Narendra Modi visit: Thumbs-up from farmers, mostly
Around 1.10 lakh tillers from the state have enrolled for the pension scheme
- Published 13.09.19, 12:08 AM
- Updated 13.09.19, 12:08 AM
- a min read
Rinki Devi, from Patna district of Bihar, was nervous. It’s not every day that she gets to share the stage with the Prime Minister.
The mother of three kids was among a few farmers from across the country selected to interact with Narendra Modi as he launched the PM Kisan Maan Dhan Yojana, the pension scheme for farmers. District administrations had asked for lists of farmers who have enrolled for the scheme, and from those a few were selected.
“I don’t know any other skill other than farming,” said Rinki, who grows paddy and seasonal vegetables on four acres of land.
“My father is a farmer and so are my in-laws. I had not expected that I will be called for this programme. I was nervous when the PM asked how I manage farming and family. Under Pradhan Mantri Kisan Samman Nidhi, farmers are getting Rs 6,000 annually. Now a pension scheme too has been launched. The future of farmers seems secure.”

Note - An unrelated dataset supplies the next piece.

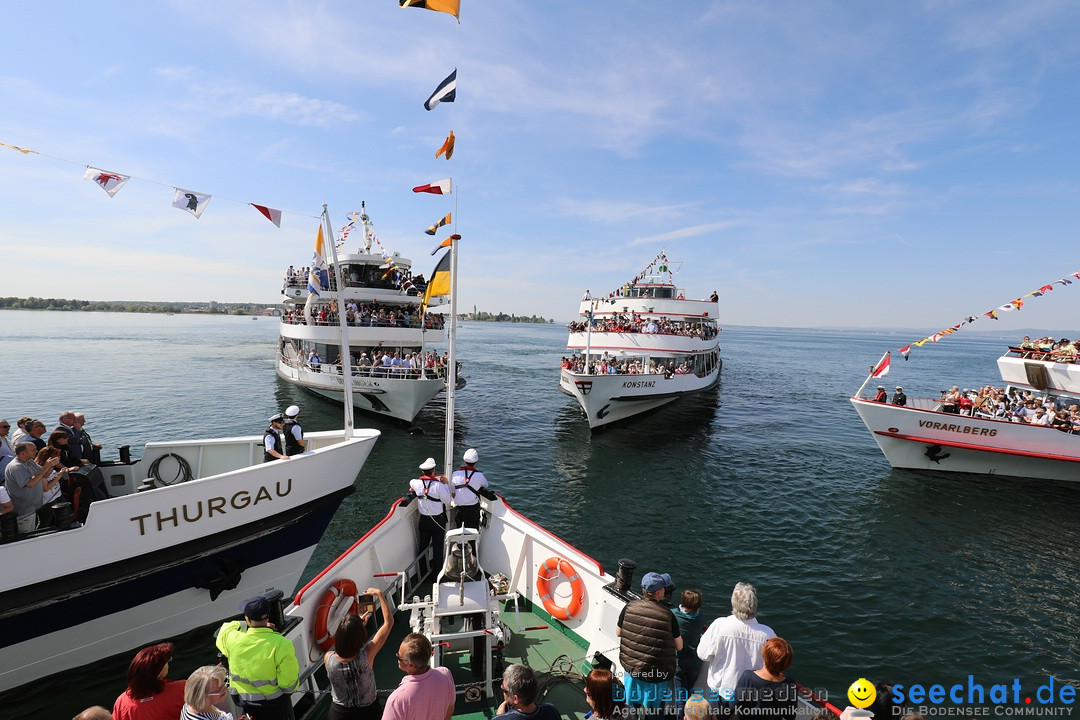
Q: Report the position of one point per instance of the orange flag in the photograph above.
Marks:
(447, 147)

Thousands of farmers and their family members from across Jharkhand, sporting pink and yellow turbans, were ferried to the ground to hear the Prime Minister.
Around 1.10 lakh tillers from the state have enrolled for the pension scheme.
Kadir Ansari, a resident of Nirsa in Dhanbad district who has one acre of land, said felt farmers of Jharkhand are better off than their compatriots from other states.
“Jharkhand government also provides Rs 5,000 per acre per year. Though this is not a big amount, we can use it to buy seeds and fertilisers. Farming was never a profitable business for me and my wife and parents insisted I should quit farming. But I am not going to quit now,” said Ansari.
His friend Kajal Kumar, another marginal farmer who owns one acre of land, said: “Politicians only paid lip service towards farmers. No farmer wants his son to become a farmer.”
Panchi Oraon and Lalita Oraon from Lohardaga said the government should ensure farmers get proper markets for their produce, and irrigation. Suresh Mahto from Tamar said he has to sell tomato at throwaway prices “because we don’t have a proper market”.